ISIS split-off a threat in Netherlands: report
A split-off of terrorist organization ISIS is gaining grounds in the Netherlands and may pose a real threat, NRC reports based on a report by research agency NTA. The so-called Hazimi movement is considered even more extreme than ISIS and has around a hundred followers in the Netherlands, the researchers estimate.
With ISIS no longer having its own caliphate, some jihadists have traded ISIS for Hazimi, named after Saudi preacher Ahmad al-Hazimi who is known to preach that anyone who deviates from radical Islamic teachings is an apostate and therefore deserves to be killed. Those who refuse to label such a person an apostate is also an apostate, according to his preachings. The Hazimi movement benefited from ISIS' collapse, because it argues that ISIS fell because it did not adhere to the strict teachings, according NTA.
According to NRC, a part of ISIS embraced the Hazimi stance in 2015, but the ISIS leadership thought it went to far and detained or executed many Hazimis for 'extremism'. Eight Dutch jihadists were executed by ISIS in Syria in 2016. The reason for the executions was previously unknown, but the NTA report now stated that there are indications that the executed Dutch were killed for their pro-Hazimi views.

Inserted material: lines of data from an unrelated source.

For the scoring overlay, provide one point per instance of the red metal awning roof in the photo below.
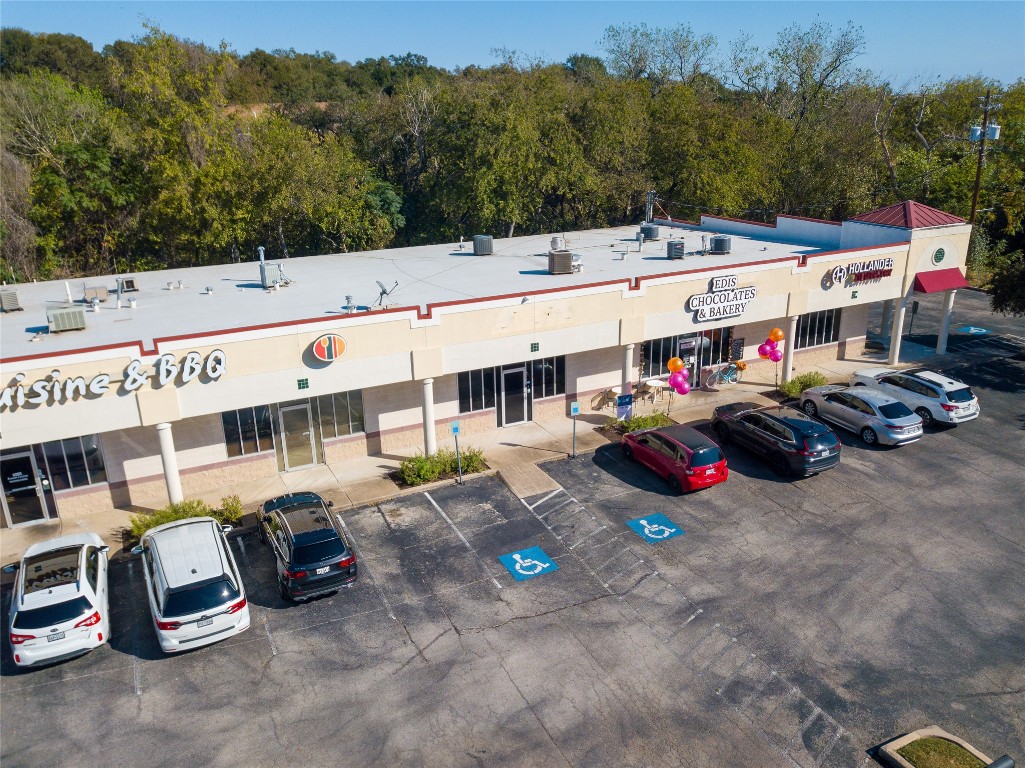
(934, 282)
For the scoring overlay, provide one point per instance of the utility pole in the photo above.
(982, 157)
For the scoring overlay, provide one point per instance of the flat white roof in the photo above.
(425, 275)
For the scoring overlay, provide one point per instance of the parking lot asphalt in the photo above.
(793, 623)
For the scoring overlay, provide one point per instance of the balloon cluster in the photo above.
(679, 375)
(769, 351)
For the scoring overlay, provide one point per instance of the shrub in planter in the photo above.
(798, 384)
(638, 422)
(231, 513)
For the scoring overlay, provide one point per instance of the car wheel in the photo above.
(674, 484)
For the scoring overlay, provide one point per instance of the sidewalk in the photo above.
(364, 480)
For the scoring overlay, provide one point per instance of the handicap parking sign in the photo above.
(655, 528)
(528, 563)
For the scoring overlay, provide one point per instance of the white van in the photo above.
(195, 592)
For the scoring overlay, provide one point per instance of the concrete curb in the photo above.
(889, 750)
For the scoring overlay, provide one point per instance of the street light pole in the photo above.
(982, 156)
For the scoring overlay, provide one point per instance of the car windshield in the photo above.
(318, 552)
(202, 597)
(960, 396)
(51, 615)
(895, 410)
(706, 456)
(821, 442)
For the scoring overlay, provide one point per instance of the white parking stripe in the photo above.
(365, 566)
(463, 539)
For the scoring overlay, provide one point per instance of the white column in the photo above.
(627, 368)
(788, 345)
(429, 440)
(888, 317)
(948, 306)
(897, 332)
(170, 461)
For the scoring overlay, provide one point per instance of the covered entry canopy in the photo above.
(940, 280)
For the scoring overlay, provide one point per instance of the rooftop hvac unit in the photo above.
(650, 231)
(8, 300)
(65, 318)
(721, 244)
(484, 245)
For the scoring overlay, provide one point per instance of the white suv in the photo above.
(195, 592)
(931, 395)
(59, 607)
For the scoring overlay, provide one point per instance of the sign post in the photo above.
(458, 459)
(574, 410)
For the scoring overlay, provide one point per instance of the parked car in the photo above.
(791, 441)
(59, 607)
(195, 593)
(870, 413)
(931, 395)
(311, 552)
(680, 454)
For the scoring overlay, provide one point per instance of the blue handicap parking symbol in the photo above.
(528, 563)
(655, 528)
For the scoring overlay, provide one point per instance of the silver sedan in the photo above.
(872, 414)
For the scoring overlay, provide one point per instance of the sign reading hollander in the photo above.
(723, 299)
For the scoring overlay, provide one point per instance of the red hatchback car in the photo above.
(681, 454)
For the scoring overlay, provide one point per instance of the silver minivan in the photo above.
(195, 592)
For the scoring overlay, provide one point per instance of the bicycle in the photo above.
(731, 372)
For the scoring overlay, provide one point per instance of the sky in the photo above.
(906, 42)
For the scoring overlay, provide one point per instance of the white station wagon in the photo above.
(931, 395)
(195, 592)
(59, 607)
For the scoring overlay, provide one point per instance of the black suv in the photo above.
(790, 440)
(312, 555)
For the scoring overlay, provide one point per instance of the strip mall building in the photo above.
(175, 382)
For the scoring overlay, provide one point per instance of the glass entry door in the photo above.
(297, 436)
(23, 493)
(516, 396)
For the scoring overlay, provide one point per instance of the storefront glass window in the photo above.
(817, 328)
(74, 462)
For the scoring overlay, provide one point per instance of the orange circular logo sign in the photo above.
(329, 347)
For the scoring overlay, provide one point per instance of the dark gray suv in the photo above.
(789, 440)
(312, 554)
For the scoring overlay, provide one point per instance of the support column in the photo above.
(627, 369)
(888, 317)
(948, 306)
(897, 332)
(429, 440)
(170, 461)
(791, 340)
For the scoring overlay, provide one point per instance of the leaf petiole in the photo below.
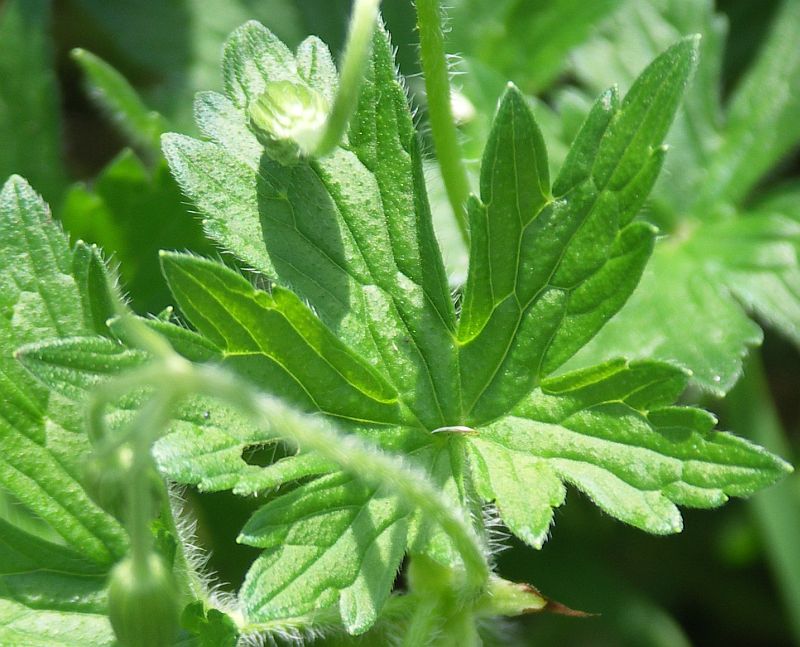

The NTA report called the Hazimi movement a blind spot for the Dutch government agencies involved in the local reintegration of former jihadists into society, according to the newspaper. If a former ISIS combatant distances themselves from the terrorist movement, these agencies see it as a sign that they pose a lesser threat. But according to NTA, this is not necessarily a good thing, as the combatant may distance themselves from ISIS to join more radical Hazimi.
The Dutch national coordinator for counterterrorism and security NCTV knows about the Hazimi movement and said in a 2017 report that it has "a few dozen" followers in the Netherlands. According to NTA, that number has grown to around a hundred.